Local police have seen a spike in the number of scamming victims in Gardner. According to Sgt. Lee Kraut, police have investigated reports of four incidents in the last two weeks.
“For us as a small agency, to see that many in a couple of weeks, to us, that’s a huge upswing,” he said.
The schemes are familiar. In one scheme, known as a lottery scam, victims receive a phone call – typically from someone with a foreign accent – advising the victim they’ve won a prize or lottery. In order to claim the prize however, the victim will be asked to pay taxes or paperwork fees first using either a money gram or a green dot card.
Any stranger asking for money via Money Gram or Green Dot card should send up a red flag to potential victims, Kraut explained.
“They’re almost impossible to track,” he said. “… Money gram seems to be a very common denominator. Never send anyone money over (Money Gram) unless you know the person you’re sending the money to.”
In another con, swindlers will call grandparents saying their grandchild or loved one is in jail overseas and needs cash to make bond. Typically, the scammers are able to use the correct names of family members and loved ones supposedly imprisoned.
“(Scammers) know what they’re doing,” Kraut said. “It’s their job.”
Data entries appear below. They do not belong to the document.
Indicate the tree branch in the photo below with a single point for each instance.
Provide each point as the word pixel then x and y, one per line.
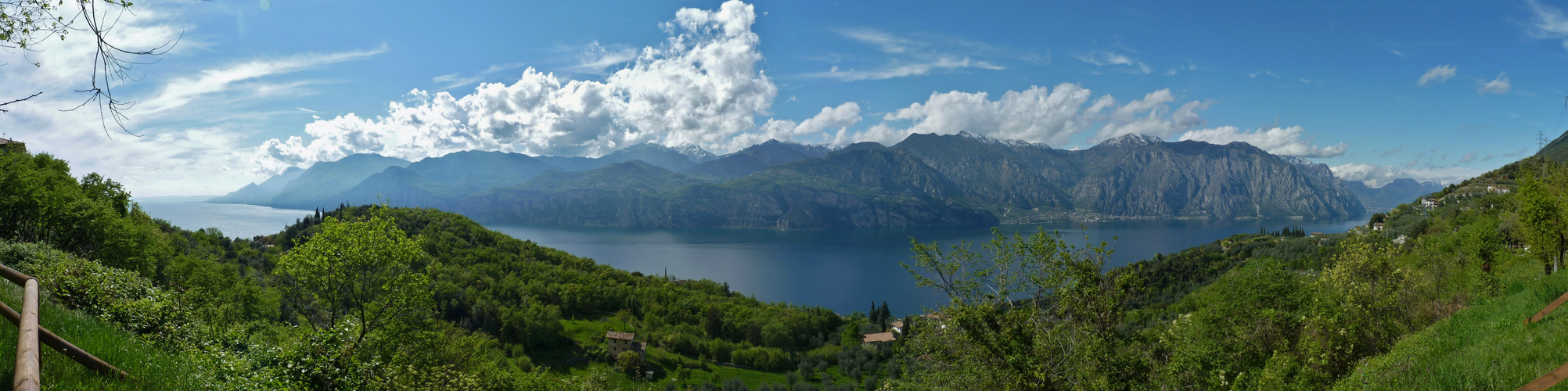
pixel 20 101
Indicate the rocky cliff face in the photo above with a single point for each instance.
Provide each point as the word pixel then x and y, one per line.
pixel 1137 176
pixel 1205 181
pixel 1393 195
pixel 890 190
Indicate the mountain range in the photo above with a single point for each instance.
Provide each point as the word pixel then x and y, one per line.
pixel 1391 195
pixel 922 181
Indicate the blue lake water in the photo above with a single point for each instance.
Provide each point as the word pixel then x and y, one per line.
pixel 840 270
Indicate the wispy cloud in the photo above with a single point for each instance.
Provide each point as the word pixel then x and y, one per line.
pixel 1104 59
pixel 1546 23
pixel 1278 142
pixel 1494 87
pixel 905 70
pixel 1437 74
pixel 457 81
pixel 910 57
pixel 598 59
pixel 181 91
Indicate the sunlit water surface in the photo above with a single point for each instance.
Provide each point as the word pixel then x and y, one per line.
pixel 841 270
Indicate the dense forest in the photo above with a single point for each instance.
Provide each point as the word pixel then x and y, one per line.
pixel 375 298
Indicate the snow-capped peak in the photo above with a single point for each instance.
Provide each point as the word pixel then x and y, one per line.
pixel 695 152
pixel 988 140
pixel 1132 140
And evading law enforcement is part of the gig. Using throw-away cell phones, swindling others from across state and international borders, receiving mail and packages at foreclosed homes, and using fake identifications, the scammers are very difficult to trace and prosecute.
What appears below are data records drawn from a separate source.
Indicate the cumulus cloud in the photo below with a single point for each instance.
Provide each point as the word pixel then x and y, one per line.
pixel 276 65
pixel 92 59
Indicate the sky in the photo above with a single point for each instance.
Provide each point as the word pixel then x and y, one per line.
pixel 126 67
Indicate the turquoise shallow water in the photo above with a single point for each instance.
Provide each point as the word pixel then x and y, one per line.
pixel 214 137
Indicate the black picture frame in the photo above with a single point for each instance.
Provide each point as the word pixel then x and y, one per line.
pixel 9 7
“You track it as much as you can, but it’s almost always a dead end,” Kraut said. “There’s just nothing to track.”
Swindlers are also using Craigslist and Ebay to cheat victims. In another recent scam, a local man attempted to sell his car using Craigslist. He received a call from an out-of-town person asking the seller to contact his agent about purchasing the car. They buyer will send a check for much more than the selling price of the vehicle, and then request that the seller send the extra money to an agent or purchasing broker. When the original check bounces, the car seller is out the money, and never hears from the buyer again about arrangements to ship the car.
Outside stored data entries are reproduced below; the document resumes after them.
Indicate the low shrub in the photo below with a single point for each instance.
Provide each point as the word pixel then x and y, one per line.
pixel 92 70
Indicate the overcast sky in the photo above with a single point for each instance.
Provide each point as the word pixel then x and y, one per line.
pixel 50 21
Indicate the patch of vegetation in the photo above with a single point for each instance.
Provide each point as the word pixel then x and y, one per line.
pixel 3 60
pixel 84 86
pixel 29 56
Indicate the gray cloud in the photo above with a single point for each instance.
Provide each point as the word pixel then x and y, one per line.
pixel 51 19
“Most banks won’t help out too much on this, because (the seller) voluntarily sent the money,” Kraut said.
Again, police are typically unable to trace the scammer, but citizens can help themselves.
Before sending money in a car purchase or selling scam, Kraut suggests individuals should Google the phone number they’re given or the email address they receive from the potential buyer or seller. If it’s a scam, the number or address will likely show up in numerous, identical Craigslist ads.
“The people are doing this to multiple people in multiple states,” Kraut explained.
Scammers are also using Ebay for similar swindles. However, Ebay will usually refund money if buyers and sellers follow their rules exactly. That typically means using a Paypal account.
For Craigslist, Kraut advises only doing face-to-face transactions locally. “That’s what it was designed for,” he said.
He recommends taking a friend along to meet buyers or sellers and to meet in public places, and even at a police station if that’s where an individual feels most comfortable.
The recent scams, Kraut said, have just targeted elderly or disabled people.
“This has covered a wide range of people,” he said. “Everyone falls for something sometime.”